One of the researchers (Oster) whom McCarty (2007) discussed had been researching folic acid as a xanthine oxidase inhibitor, and folic acid turned out not to be a xanthine oxidase inhibitor. One can say the researchers who were using 80 mg/d of folic acid didn't understand the mechanisms or understand that most of that high of a dose is absorbed as unmetabolized folic acid, but the researchers were using folic acid to treat essentially the same conditions that methylfolate or folinic acid or lower-dose (15 mg/d) folic acid are being researched for the treatment of today (peripheral arterial disease, enhancing nitric oxide-dependent vasodilation, wound healing in people with diabetes). Even though Oster, a researcher discussed in the article by McCarty (2007), didn't know it, his use of higher doses of folates was 20-30 years ahead of the game. It looks like Boss, Zettner, Seegmiller, and colleagues [Boss et al., 1980: (http://www.ncbi.nlm.nih.gov/pubmed/6893465); Zettner et al., 1981: (http://www.ncbi.nlm.nih.gov/pubmed/7325593)] weren't really using high-dose folate clinically, as Oster had been using it, but were just trying to test the hypothesis that folic acid had been producing some of those effects by acting as a xanthine oxidase inhibitor.

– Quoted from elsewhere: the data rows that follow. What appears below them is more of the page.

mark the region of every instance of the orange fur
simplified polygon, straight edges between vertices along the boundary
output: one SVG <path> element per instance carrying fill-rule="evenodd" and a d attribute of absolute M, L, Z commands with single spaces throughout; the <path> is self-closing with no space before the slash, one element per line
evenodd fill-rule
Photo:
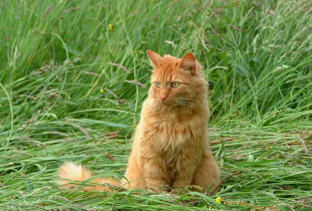
<path fill-rule="evenodd" d="M 133 137 L 125 173 L 130 182 L 124 179 L 121 184 L 157 191 L 167 185 L 198 185 L 203 188 L 195 190 L 201 192 L 213 188 L 219 171 L 208 143 L 208 89 L 202 66 L 190 53 L 182 59 L 146 53 L 153 67 L 151 85 Z M 178 86 L 172 86 L 173 82 Z M 61 166 L 60 177 L 90 177 L 80 166 L 67 165 L 71 168 Z"/>

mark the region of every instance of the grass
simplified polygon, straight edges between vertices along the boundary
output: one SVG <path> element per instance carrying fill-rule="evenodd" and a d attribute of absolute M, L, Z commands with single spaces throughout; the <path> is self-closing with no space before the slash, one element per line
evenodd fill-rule
<path fill-rule="evenodd" d="M 310 1 L 0 5 L 0 209 L 310 208 Z M 124 173 L 149 85 L 146 49 L 191 51 L 205 65 L 220 190 L 61 189 L 65 161 Z"/>

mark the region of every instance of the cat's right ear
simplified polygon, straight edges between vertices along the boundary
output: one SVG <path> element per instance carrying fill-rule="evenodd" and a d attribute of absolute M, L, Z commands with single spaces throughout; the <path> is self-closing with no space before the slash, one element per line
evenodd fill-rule
<path fill-rule="evenodd" d="M 156 67 L 159 64 L 161 59 L 163 58 L 160 55 L 150 50 L 146 51 L 146 54 L 147 54 L 147 56 L 149 58 L 150 64 L 153 67 Z"/>

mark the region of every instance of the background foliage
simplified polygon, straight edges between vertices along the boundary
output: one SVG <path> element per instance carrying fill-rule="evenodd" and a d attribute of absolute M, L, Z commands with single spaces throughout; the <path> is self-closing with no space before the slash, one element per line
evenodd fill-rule
<path fill-rule="evenodd" d="M 0 208 L 307 208 L 311 8 L 308 0 L 2 1 Z M 66 161 L 124 173 L 149 86 L 146 49 L 191 51 L 205 66 L 217 195 L 60 189 Z"/>

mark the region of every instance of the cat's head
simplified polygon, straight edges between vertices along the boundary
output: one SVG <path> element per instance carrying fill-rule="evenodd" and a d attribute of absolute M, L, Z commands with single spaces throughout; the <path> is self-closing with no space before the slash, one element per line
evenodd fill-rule
<path fill-rule="evenodd" d="M 194 55 L 188 53 L 180 59 L 163 57 L 146 51 L 153 67 L 149 96 L 160 106 L 187 107 L 200 105 L 206 96 L 206 82 L 202 67 Z"/>

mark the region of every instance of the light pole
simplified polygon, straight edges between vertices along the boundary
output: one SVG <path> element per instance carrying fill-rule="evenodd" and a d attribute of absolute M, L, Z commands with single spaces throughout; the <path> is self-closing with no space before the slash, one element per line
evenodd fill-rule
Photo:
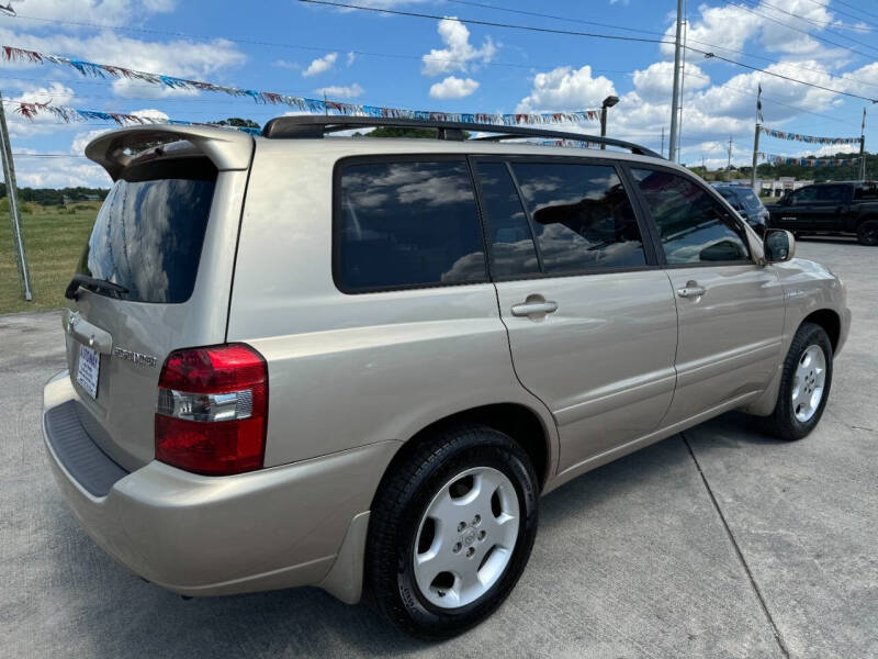
<path fill-rule="evenodd" d="M 607 108 L 612 108 L 616 103 L 619 102 L 619 97 L 607 97 L 604 99 L 604 102 L 600 104 L 600 136 L 607 136 Z M 607 148 L 605 144 L 600 145 L 600 148 Z"/>

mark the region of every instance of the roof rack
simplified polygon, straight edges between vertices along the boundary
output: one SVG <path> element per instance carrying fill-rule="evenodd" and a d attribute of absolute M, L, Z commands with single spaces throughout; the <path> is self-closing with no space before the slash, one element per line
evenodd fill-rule
<path fill-rule="evenodd" d="M 322 138 L 326 134 L 351 129 L 393 126 L 406 129 L 436 129 L 439 139 L 453 139 L 463 142 L 464 131 L 476 133 L 495 133 L 494 135 L 476 137 L 480 141 L 500 142 L 503 139 L 520 139 L 522 137 L 551 137 L 553 139 L 573 139 L 589 142 L 606 146 L 618 146 L 639 156 L 662 158 L 658 154 L 644 146 L 615 139 L 612 137 L 598 137 L 582 133 L 566 131 L 544 131 L 530 126 L 506 126 L 497 124 L 465 123 L 455 121 L 437 121 L 432 119 L 390 119 L 372 116 L 339 116 L 339 115 L 299 115 L 277 116 L 270 120 L 262 129 L 262 136 L 270 138 Z"/>

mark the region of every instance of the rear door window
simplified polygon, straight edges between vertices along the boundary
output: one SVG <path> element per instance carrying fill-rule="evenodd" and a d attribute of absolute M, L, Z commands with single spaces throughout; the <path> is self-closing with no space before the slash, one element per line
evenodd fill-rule
<path fill-rule="evenodd" d="M 206 159 L 134 166 L 94 221 L 77 272 L 127 289 L 136 302 L 185 302 L 192 294 L 216 169 Z"/>
<path fill-rule="evenodd" d="M 743 231 L 695 181 L 661 169 L 632 169 L 658 227 L 668 264 L 750 263 Z"/>
<path fill-rule="evenodd" d="M 844 186 L 820 186 L 817 200 L 823 203 L 843 203 L 847 188 Z"/>
<path fill-rule="evenodd" d="M 346 292 L 487 280 L 465 160 L 342 164 L 337 286 Z"/>
<path fill-rule="evenodd" d="M 609 165 L 515 163 L 543 271 L 573 275 L 646 265 L 637 216 Z"/>

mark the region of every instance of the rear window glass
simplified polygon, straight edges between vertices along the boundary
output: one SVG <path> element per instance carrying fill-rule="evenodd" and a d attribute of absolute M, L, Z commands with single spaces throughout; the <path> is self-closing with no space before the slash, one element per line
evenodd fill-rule
<path fill-rule="evenodd" d="M 744 202 L 744 205 L 747 206 L 748 209 L 762 208 L 762 202 L 759 201 L 759 198 L 756 197 L 756 193 L 750 188 L 741 190 L 738 194 L 741 197 L 742 201 Z"/>
<path fill-rule="evenodd" d="M 195 286 L 216 170 L 190 161 L 142 166 L 124 176 L 98 213 L 77 272 L 125 287 L 125 300 L 185 302 Z"/>
<path fill-rule="evenodd" d="M 345 165 L 339 201 L 336 282 L 342 290 L 487 280 L 463 160 Z"/>

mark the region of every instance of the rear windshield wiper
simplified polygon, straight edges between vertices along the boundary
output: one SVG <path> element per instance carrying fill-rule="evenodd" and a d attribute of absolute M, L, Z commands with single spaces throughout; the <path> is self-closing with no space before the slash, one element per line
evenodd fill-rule
<path fill-rule="evenodd" d="M 88 275 L 74 275 L 70 283 L 67 284 L 67 290 L 64 291 L 64 297 L 68 300 L 76 300 L 79 287 L 98 293 L 111 293 L 116 298 L 121 298 L 128 292 L 128 289 L 126 289 L 124 286 L 119 286 L 117 283 L 106 281 L 105 279 L 94 279 L 94 277 L 89 277 Z"/>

I suppose the ends don't necessarily justify the means, but researchers don't have an understanding of the precise mechanisms involved in many treatments. And the dosages being used in clinical trials are still all over the ballpark, today, and are not necessarily any less arbitrary than they used to be. There tends to be maximal reduction in homocysteine in response to 5-15 mg/d of folinic acid, but that's probably just saying that the concentration of intracellular total folates in the liver is at a level that maximizes methionine synthase activity in the liver. It doesn't really say much about the intracellular folate levels in extrahepatic cells, even though a given serum folate level may allow one to predict the concentrations of intracellular folates in a cell outside the liver. There's a great article [Brown et al., 2006: (http://www.ncbi.nlm.nih.gov/pubmed/16469322)] showing that there are growth-related ("trophic") effects of 9.3 uM extracellular folic acid on cultured cells (drastically-different cell morphologies, etc.), and the homocysteine and S-adenosylmethionine + S-adenosylhomocysteine levels and rates of efflux from the cells were the same for the cells in both the high-folate (9.3 uM, or 9,300 nM) and low-folate (20 nM) media. Many cell types have their own methionine synthase enzymes, but the intracellular homocysteine level depends on both the localized, intracellular methionine synthase activity and the very high methionine synthase activity in the liver overall (this indirectly reduces intracellular homocysteine in cells outside the liver by removing homocysteine from the blood). The article just shows the same thing, essentially, that other articles have shown, except the authors measured the SAM-e, SAH, methionine, and homocysteine concentrations and looked at the cytoskeletal and barrier functions [reflecting intercellular (between-cell) interactions] of the cultured endothelial cells. The articles purporting to show "saturation" of body-wide, folate-dependent processes, such as serum homocysteine, at 5-15 mg/d are really only showing a degree of saturation of the liver's capacity to remethylate homocysteine, and it's already known that the concentrations of intracellular total folates are almost always highest in the liver.